B. The outdoor decorations took some time to get together this year, as the all-weather nativity scene is beginning to show its age. We were able to squeak out another year by leaning the magi up against the sheep.
C. Luckily we never got around to taking down the lights from last year. All we had to do was dig the extension cord plug out of the mud behind the garbage cans.
A. This year we had a “fun-filled” vacation in Orlando! Epcot was just like being in “Europe” (without all the B.O. and unusual food–ha!!!!)
B. Our vacation took us to lovely Branson, Missouri, with the highlight being the Marie Osmond concert.
C. We left the kids with Mom and took the bus to Vegas. Ned walked away from the craps table with a cool fifty bucks.
A. Now for the sad news (Boo-Hoo): Grandpa Henderson has finally left us! He said he would make it until Willard said his name on the Today show, and goshdarnit, he was right! He died doing what he loved: whittling!

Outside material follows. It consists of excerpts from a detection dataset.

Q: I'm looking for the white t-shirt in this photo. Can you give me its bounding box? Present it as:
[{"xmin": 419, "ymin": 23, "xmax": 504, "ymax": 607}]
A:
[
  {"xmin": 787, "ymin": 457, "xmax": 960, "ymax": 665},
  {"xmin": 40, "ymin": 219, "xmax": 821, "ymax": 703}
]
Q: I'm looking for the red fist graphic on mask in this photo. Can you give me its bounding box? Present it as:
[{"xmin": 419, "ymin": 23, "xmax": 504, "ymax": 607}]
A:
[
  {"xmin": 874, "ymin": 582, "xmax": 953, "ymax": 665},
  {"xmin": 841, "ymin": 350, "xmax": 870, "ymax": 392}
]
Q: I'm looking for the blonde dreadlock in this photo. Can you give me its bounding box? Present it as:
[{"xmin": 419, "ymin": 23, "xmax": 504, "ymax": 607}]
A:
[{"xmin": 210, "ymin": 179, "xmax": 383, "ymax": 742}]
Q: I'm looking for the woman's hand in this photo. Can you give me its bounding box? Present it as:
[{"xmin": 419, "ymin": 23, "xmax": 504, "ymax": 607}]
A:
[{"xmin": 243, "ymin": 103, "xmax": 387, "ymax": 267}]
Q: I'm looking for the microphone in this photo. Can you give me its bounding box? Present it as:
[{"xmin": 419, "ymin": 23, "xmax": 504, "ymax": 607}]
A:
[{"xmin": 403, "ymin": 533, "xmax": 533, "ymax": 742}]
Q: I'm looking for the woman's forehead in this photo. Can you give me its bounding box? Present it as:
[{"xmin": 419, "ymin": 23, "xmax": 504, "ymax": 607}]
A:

B. With sorrow we report the passing of Grandfather Farquehar. His memorial service at the National Cathedral was attended by hundreds who remembered his life as one full of God’s blessings.
C. Not surprisingly, Grandpa finally kicked. He had been gone a few days when we found him, his hand still clasping the remote and the TV still tuned to the Weather Channel.
A. We’ve just been “up to our ears” with “household projects”! We were chosen as a This Old House project and we’re getting $250,000 worth of renovations…free! You know, Steve and Norm are REALLY nice guys!
B. We sold our house and donated the money to Habitat for Humanity. We thought it would be a growth experience for the kids.
C. We finally got around to cleaning out the garage.
A. Well. must dash! I’d better get back to wrapping all those presents!!!
B. I’m due at choir practice so, alas, I must bid you adieu.
C. I’d better run. I think the Christmas tree is on fire.
A. We can’t wait to receive your card! Does your child’s name here still have that adorable “harelip?!!!”
B. Please send some photos of your little angels.
C. Last warning…send us a card this year or you’re cut off.
A. From all of us Hendersons…have a “happy”!!!!
B. From our family to yours: may the blessings of the season be upon you.
C. Here’s hoping a little eggnog will help you survive this cursed season.
A. P.S. Don’t forget to put those cookies out for “you-know-who”!!! Maybe I should get him some Snackwell’s — ha!
B. P.S. Don’t forget that Jesus is the reason for the season.
C. P.S. Don’t forget to save your receipts.